I think Asrock motherboards do. See also: https://www.amd.com/en/support/kb/faq/pa-100

AMD offers special processor loan kit for some of such cases when motherboard doesn't have USB update feature.

The Gigabyte ones I've been checking out (Aorus X570 Pro/Ultra/Master/Extreme) also come with that feature as does the ASUS ROG X570 Crosshair VIII.
WJMazepas 8 Oct, 2020
Quoting: ShmerlI think Zen 3 are great CPUs, but for those who already have high end Zen 2 ones, the improvement probably won't be worth the price. I might skip it and wait for DDR5 memory to come out before doing major CPU upgrade.

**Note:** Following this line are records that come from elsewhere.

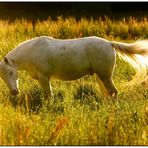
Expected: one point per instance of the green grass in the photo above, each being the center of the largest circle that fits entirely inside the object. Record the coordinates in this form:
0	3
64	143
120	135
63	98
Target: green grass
78	115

Upcoming GPUs on the other hand is something I'm looking forward to.


I have a Ryzen 7 2700 and honestly i dont see reason for upgrading now. I havent seen a game that made my CPU suffer
Jumping to a 5900x from a 3900x should just be the most enthusiats about performance but for the rest of the people there is no need to change CPUs this often
Shmerl 8 Oct, 2020
Quoting: WJMazepasI have a Ryzen 7 2700 and honestly i dont see reason for upgrading now. I havent seen a game that made my CPU suffer

Same, CPU was never a bottleneck for me with 3900X.